The Oregon State Tuberculosis Hospital was a tuberculosis sanatorium in Salem, Oregon, United States. Established in 1905, it was the first public tuberculosis sanatorium on the West Coast. The main hospital building, constructed in 1894, had formerly housed the Oregon State Deaf-Mute School. After its conversion into the state tuberculosis hospital, multiple cottages and additional buildings were constructed on the property. The hospital remained in operation until 1969, when it was purchased by Corban University.

==History==
===Establishment===
A privately owned tuberculosis sanatorium opened in Milwaukie Heights, Oregon (near Portland) in 1905, but was small and unable to accommodate the influx of tuberculosis patients. The state of Oregon mandated public medical care to tuberculosis patients in 1910, after which patients from the Milwaukie Heights hospital were relocated to the new sanatorium in Salem; the Oregon State Tuberculosis Hospital was established in the former building (constructed in 1894) that had housed the Oregon State Deaf-Mute School from 1896 to 1897.

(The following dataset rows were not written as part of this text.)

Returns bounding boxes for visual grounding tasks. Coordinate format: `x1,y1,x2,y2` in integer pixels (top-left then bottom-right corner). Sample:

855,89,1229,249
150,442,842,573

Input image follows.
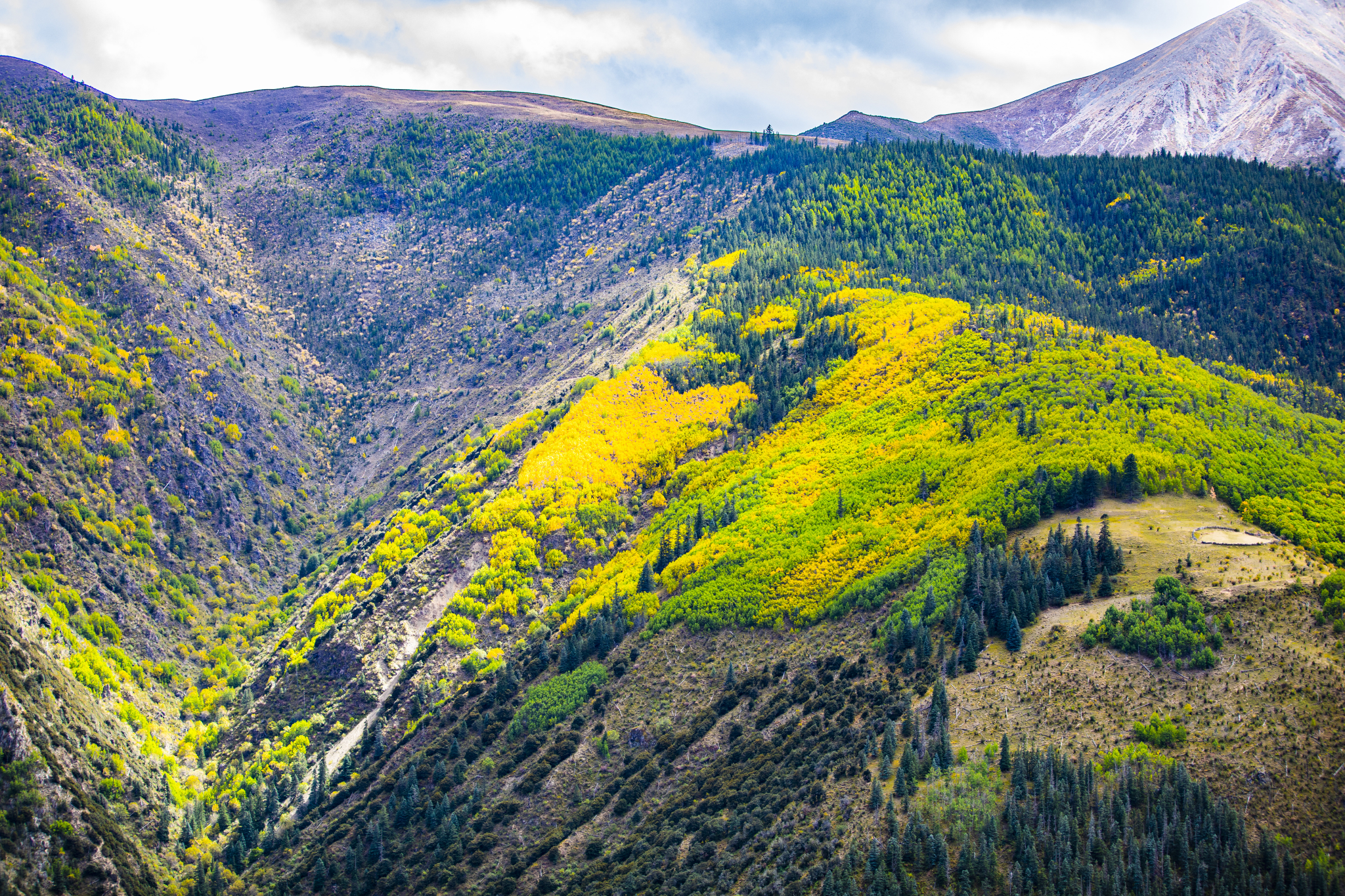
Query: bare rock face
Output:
805,0,1345,168
924,0,1345,167
0,687,32,761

On November 21, 1910 the first five patients were admitted to the Oregon State Tuberculosis Hospital, which housed a total of fifty beds. H. J. Clement was the hospital's superintendent in 1910 and 1911. Beginning in 1919, three pavilions were constructed on the 149 acre hospital grounds. The addition of cottages on the property increased the hospital bed count to a peak of 295 beds in 1923.

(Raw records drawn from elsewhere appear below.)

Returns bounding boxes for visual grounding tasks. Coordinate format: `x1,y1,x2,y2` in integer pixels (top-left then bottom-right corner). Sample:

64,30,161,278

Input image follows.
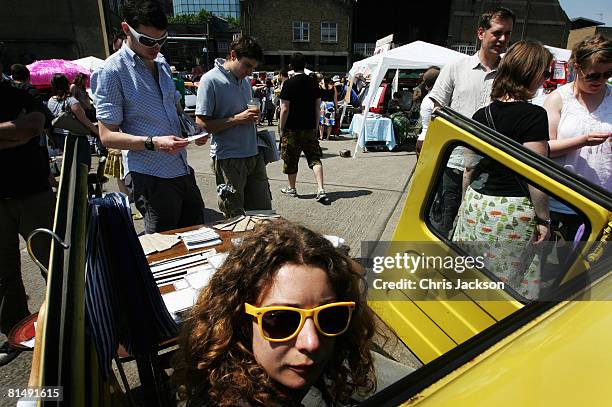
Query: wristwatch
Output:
145,136,155,151
535,216,552,227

===Later years and closure===
In 1934, a third floor was added to the main hospital, followed by a Nurses Home and several Physician Cottages. Due to overcrowding, an additional sanatorium was opened in The Dalles, followed by the University Tuberculosis Hospital in Portland in 1939. The Oregon State Tuberculosis Hospital would remain active after the closure of the University Tuberculosis Hospital in 1963. The hospital officially closed in 1969, after which the hospital buildings and grounds were purchased by Corban University.